Psalms 63-67
This group of psalms starts with David in the wilderness of Judah, thirsting for God in a dry and weary land. He feels dry spiritually as well as naturally.
Have you ever been there? I’m sure that you have, just as I have. Maybe some jolting things have happened in your life and you feel that God is far away from you. But He isn’t.
David knows the secret. Just as we have said before, he begins to praise his God. “Because your lovingkindness is better than life, my lips will praise You. Thus I will bless You while I live; and I will lift up my hands in Your Name.”(63:3-4)
This moves into the next psalm, which once again speaks of God’s goodness in the midst of oppression. He is the Tower of strength for all who call upon Him.
Finally we see nothing but praise coming from David. He calls upon people to shout and praise exuberantly the One who is the answer for all things. He is the “confidence of the ends of the earth and of the far-off seas.”(65:5).
“Let the peoples praise You, O God; let all the peoples praise You. Then the earth shall yield her increase; God, our own God, shall bless us. God shall bless us and all the ends of the earth shall fear Him.” (67:5-7)
Exuberant praise to Almighty God will change your focus and your attitude. As you praise Him, as David does, your heart will begin to swell with confidence and strength. You will know that your God is for you also.
Romans 6-7
Now we see the answer to “sloppy grace.” Paul continues in his discussion of the law versus grace. Just as Christ died and was resurrected to a new life, so are we when we give our lives to Him. In fact, water baptism, in which we are submerged under water and then lifted up to new life is symbolic of our own death to sin and rebirth to righteousness.
“The wages of sin is death, but the gift of God is eternal life in Christ Jesus our Lord.”(6:23)
In chapter 7, Paul talks about our transfer from the law to righteous living by this new birth. Now we are married to Jesus and not the law. The law died, and righteousness was born into the earth by the sacrifice of Jesus.
The law makes us want to do the evil that is forbidden. Our flesh wants to do the very thing which we shouldn’t. (I remember as a child attending a puppet show when the puppet master would say, “Don’t say the word ‘snow.'” Of course, every child present would shout, “snow!!!” That’s the idea here).
So as we are presented with the law, it is impossible to keep it.
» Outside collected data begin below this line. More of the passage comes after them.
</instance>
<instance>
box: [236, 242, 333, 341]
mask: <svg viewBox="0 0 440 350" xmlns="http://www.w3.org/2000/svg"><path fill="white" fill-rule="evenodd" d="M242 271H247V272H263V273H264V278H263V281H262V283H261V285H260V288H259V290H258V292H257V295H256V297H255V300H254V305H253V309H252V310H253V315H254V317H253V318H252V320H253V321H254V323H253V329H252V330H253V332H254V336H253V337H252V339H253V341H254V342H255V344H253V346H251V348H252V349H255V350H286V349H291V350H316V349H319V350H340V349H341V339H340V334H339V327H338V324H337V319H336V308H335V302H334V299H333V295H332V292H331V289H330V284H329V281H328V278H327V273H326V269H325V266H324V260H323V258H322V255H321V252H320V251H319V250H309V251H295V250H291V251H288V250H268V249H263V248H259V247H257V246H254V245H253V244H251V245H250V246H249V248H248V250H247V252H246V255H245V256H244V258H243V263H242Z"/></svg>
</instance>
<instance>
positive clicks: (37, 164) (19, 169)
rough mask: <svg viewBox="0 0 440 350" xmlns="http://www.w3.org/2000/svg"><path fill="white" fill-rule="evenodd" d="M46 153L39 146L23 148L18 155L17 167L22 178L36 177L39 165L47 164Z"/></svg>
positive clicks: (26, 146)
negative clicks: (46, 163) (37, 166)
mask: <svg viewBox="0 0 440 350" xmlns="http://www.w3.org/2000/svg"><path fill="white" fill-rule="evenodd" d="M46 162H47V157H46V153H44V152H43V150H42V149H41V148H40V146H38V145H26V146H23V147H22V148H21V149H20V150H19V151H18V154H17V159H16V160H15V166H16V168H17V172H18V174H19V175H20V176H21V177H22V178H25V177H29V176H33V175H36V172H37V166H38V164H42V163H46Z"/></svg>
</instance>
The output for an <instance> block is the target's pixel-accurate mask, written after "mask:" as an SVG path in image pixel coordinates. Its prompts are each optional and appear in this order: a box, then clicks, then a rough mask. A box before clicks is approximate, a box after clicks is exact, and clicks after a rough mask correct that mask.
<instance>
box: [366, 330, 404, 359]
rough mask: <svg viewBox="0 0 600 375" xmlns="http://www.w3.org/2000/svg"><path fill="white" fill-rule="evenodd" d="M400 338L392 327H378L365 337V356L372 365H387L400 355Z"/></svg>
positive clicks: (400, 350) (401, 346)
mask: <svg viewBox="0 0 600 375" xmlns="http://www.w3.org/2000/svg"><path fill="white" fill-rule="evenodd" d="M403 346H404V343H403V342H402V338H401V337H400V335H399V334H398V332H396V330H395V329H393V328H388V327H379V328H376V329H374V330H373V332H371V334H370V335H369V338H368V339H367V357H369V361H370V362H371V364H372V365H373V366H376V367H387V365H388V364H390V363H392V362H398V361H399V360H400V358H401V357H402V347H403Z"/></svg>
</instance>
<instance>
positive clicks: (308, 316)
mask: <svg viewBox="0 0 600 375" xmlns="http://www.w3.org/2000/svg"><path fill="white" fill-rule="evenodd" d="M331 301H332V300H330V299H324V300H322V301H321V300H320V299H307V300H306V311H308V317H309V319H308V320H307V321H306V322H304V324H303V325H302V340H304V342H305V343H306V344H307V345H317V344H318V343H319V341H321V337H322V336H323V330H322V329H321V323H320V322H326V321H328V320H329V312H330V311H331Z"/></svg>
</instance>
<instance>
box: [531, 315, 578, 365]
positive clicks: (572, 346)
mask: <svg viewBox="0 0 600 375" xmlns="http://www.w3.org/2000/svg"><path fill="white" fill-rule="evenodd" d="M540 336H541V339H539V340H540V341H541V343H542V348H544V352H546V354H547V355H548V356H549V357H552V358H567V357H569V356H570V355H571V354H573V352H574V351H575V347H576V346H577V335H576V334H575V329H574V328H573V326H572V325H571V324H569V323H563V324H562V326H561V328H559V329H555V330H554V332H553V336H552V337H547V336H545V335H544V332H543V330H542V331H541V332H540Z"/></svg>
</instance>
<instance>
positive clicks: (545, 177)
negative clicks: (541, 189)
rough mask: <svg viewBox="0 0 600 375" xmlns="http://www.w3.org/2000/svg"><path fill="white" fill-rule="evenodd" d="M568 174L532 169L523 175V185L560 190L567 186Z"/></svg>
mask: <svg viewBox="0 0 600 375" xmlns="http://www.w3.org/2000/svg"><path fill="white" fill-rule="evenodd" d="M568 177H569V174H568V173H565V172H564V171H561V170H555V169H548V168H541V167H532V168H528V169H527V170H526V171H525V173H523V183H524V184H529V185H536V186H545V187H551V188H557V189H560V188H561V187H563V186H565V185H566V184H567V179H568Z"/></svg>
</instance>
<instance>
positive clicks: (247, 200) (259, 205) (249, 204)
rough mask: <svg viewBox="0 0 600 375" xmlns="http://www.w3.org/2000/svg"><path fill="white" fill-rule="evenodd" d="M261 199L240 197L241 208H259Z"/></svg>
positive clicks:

The new birth, however, causes us to walk with Jesus, empowered by His grace to live free from that sin.
Without that grace, we are wretched people, as Paul says. Our flesh does what our mind doesn’t want to do. But we do have that grace. We have the ability to do what He wants us to do.
If these things seem hard for you to understand, you are in good company. Peter himself said that Paul’s writings are “hard to understand.”(II Peter 3:16).
Read these chapters over again and meditate on these verses. They will bring great freedom and joy when understood properly. Our gift of righteousness is indeed the most tremendous gift imaginable. Free from the law and free from sin. That’s the idea!